He need not have bothered. They've been dating for years.
Still, Satan, who has many names but is known to his colleagues in the Detroit Police crime lab as 44-year-old Thomas Feliccia of Roseville, seemed pleased with the uncharacteristically magnanimous gesture.
"I just thought it was the right thing to do," he said, his pointed chin wagging.
Mary, sitting across from a hellacious bonfire, appreciated it.
"Satan and I decided tonight that we would be friends. But only for tonight," she said.
"She's calling a truce," said Jesus who, as 27-year-old James Drain of Hamtramck, was dating 22-year-old Stacy Dumas of Hamtramck long before she donned her homemade Mary getup.
Such is life at the Theatre Bizarre, a one-night-only extravaganza that has transformed six lots on an otherwise unremarkable stretch of State Fair near Woodward into an eye-popping macabre carnival midway each year since the dawn of the new millennium.
Starting in a seemingly abandoned house filled with faux dead bodies wrapped in plastic and hanging from hooks, partygoers entered a bloody kitchen adorned with realistic-looking human limbs.
Spurred on by intermittent blasts from a hidden air cannon, visitors entered a long, winding corridor sheathed in black plastic and full of fog but devoid of light.
After a few tense, sensory-deprived minutes of fumbling forward, they emerged into a vibrant spectacle of light, sound and humanity.
On their right, volunteers in a cinder block garage filled mugs with beer. On their left, a skeleton hanging at the end of a noose hovered above a dunk tank.
Giant placards touting Zombo the Clown and circus freaks loomed above the crowd of about 2,000 people. A Swiss Miss, Pocahontas, a witch and a would-be Madonna from her Material Girl phase dirty danced on stage while Country Bob & the Blood Farmers spit out a punk tune.
In the middle of it all was John Dunivant, a seemingly mild-mannered freelance illustrator.

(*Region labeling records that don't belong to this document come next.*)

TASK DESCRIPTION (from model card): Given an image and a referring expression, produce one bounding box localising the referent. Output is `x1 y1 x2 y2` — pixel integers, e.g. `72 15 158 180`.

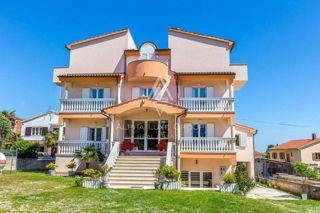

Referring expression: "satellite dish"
0 152 7 170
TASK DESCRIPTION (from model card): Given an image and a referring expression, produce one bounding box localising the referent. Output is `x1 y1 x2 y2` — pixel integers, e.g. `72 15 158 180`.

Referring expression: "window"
140 88 153 98
140 43 156 60
236 135 240 146
31 127 42 135
272 153 278 159
90 89 103 98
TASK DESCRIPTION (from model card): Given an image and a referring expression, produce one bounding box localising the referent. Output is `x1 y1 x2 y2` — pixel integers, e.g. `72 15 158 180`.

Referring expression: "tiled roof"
175 72 236 75
270 139 319 150
169 27 236 52
58 73 124 77
66 28 128 50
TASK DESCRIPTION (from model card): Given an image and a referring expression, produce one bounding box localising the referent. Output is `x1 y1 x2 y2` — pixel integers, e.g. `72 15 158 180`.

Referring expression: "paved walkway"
247 185 300 200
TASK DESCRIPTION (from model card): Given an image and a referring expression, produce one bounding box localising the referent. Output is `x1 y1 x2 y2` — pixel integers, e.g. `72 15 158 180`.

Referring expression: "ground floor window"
181 171 213 188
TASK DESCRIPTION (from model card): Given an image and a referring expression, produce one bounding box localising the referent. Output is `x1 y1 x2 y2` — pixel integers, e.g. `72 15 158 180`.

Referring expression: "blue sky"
0 0 320 151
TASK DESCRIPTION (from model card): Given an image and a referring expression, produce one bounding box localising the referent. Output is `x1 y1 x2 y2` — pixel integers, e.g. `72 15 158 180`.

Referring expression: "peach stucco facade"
53 28 256 185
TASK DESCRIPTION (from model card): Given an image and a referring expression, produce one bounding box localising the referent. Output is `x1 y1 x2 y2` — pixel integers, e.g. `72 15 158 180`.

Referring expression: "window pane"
192 124 198 137
96 128 102 141
98 89 103 98
200 88 206 98
91 89 97 98
123 120 132 138
192 88 198 98
200 124 206 137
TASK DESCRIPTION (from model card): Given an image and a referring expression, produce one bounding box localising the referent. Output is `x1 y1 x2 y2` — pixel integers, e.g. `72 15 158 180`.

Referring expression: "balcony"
60 98 116 112
128 60 168 82
180 137 235 153
179 98 234 112
57 140 108 155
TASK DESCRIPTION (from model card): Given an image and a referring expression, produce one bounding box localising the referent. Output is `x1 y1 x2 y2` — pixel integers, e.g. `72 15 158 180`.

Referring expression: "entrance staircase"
109 156 161 189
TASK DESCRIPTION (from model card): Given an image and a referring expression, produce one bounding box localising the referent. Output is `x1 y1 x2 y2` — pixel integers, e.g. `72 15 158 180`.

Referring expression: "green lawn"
0 172 320 213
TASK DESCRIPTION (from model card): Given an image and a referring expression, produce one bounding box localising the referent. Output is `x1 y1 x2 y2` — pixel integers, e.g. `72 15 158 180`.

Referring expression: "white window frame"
31 127 42 136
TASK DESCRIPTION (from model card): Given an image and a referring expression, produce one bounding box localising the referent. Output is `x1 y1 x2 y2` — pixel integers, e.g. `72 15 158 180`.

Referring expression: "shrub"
223 172 237 183
234 164 255 195
46 162 59 170
82 169 102 180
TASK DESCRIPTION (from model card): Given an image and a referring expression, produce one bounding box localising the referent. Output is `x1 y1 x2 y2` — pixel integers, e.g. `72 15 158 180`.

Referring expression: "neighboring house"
254 151 266 158
270 133 320 167
53 28 256 187
21 111 59 152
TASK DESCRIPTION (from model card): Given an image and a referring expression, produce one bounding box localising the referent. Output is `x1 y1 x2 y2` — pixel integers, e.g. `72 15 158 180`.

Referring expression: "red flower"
156 141 167 151
120 141 134 150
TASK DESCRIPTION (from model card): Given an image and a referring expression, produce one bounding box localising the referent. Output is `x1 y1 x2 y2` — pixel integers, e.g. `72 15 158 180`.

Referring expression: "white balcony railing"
179 98 234 112
180 137 235 153
60 98 116 112
57 140 108 154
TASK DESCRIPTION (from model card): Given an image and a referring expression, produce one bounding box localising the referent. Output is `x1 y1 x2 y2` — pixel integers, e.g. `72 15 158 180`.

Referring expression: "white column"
109 115 114 153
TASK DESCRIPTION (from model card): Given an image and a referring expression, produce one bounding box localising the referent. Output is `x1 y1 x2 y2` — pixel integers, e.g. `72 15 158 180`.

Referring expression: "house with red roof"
270 133 320 167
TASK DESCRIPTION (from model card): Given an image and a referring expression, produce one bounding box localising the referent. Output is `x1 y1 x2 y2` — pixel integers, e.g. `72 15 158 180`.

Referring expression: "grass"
0 172 320 213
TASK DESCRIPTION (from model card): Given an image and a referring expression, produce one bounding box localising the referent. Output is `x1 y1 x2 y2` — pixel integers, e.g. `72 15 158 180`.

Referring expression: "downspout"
175 109 188 171
101 109 113 154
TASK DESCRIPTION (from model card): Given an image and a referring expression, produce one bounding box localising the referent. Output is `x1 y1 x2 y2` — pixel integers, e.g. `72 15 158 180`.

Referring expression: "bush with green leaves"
234 163 256 195
223 172 237 183
82 169 102 180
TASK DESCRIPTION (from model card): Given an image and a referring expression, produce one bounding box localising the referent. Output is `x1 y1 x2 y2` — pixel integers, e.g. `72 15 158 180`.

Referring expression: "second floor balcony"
60 98 116 113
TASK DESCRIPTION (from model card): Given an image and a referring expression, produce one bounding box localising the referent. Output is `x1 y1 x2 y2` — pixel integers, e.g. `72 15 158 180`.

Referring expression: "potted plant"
120 141 135 151
99 164 112 188
291 162 319 200
46 162 59 176
82 169 102 189
156 141 168 151
66 162 77 177
219 172 239 193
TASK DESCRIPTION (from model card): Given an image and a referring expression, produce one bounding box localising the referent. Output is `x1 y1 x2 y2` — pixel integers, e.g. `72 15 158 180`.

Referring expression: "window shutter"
132 87 140 99
184 87 192 98
240 134 247 147
42 127 48 136
80 127 88 141
206 87 214 98
103 88 111 98
101 127 107 141
183 123 193 137
82 88 90 98
24 127 31 136
207 123 214 137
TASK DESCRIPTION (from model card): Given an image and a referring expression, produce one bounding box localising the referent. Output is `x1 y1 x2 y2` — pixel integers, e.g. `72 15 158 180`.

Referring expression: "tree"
265 144 274 159
1 110 16 129
0 113 11 148
72 145 104 169
44 130 59 157
291 162 319 193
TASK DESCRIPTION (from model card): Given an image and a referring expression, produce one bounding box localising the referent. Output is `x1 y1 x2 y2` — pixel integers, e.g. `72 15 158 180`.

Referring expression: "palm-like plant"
44 130 59 157
1 110 16 129
72 145 104 169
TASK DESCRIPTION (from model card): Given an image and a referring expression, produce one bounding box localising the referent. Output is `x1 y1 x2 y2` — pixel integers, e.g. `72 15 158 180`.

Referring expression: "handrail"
166 142 173 166
105 141 120 168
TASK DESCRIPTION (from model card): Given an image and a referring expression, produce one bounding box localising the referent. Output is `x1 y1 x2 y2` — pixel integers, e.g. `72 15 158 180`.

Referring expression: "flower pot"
82 180 101 189
68 171 74 177
162 181 181 190
48 170 56 176
154 182 161 189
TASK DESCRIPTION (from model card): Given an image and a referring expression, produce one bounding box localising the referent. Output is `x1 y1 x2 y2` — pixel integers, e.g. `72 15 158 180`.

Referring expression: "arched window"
140 43 156 60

Clad in a costume that suggested a dog-faced homeless boy, the 33-year-old Oak Park artist said he and four friends began Theatre Bizarre five years ago when they transformed six rather plain backyards into one massive party space.
"It was never meant to be like this," he said as the Detroit Cobras went on stage around 1:30 Sunday morning. "It was a just a backyard party, and we just kept challenging ourselves."
Exhausted from the rush to complete final details -- the giant clown skull above the stage was finished hours before doors opened at 7 p.m. Saturday -- Dunivant said the entire affair is produced by friends and family who volunteer their time and labor.
Planning for the next year's event begins right after the party, as volunteers start dismantling a set as elaborate as a Hollywood production, Dunivant said, adding that part of the discussion is whether the hosts have the energy to do it again.
Last year was almost the last show, Dunivant said. But organizers decided to do it again this year. Construction typically begins on Aug. 1, but started a bit late this year.
The purpose of the party is pleasure, not profit, Dunivant said. Although admission is a bit pricey -- in advance or at the door -- it includes beer, live bands, a DJ and more mundane amenities like portable toilets and security guards. A film crew was on hand recording this year's spectacle.
Detroit police monitored activities from the street and forayed into the party to make observations, but the crowd, at least from 11 p.m. Saturday to 3 a.m. Sunday, was well-behaved. While the aroma of marijuana occasionally wafted overhead, there were few obviously intoxicated people in the crowd, which was limited to people 21-and-over who were required to wear costumes.
Mike Hard, singer for punk rockers the Thrall, said the party is one of the secret events that make Detroit great.
"I've played all over the (expletive) world and there's nothing as good as this," he said. "It's so (expletive) Detroit; it's decadent, but still proud."
Dunivant's mother, Ginny, flew up from Florida to take tickets and help out. Her husband, Larry, used his carpentry skills to help create the party's abandoned carnival atmosphere.
Ginny Dunivant said her son's dream is to run a haunted house that looks like Norman Bates' Victorian mansion in the film "Psycho." She said she took him to a carnival when he was young, only to learn that he was terrified of clowns.
Those days are over.
"Most children look forward to Christmas," she said. "John looks forward to Halloween."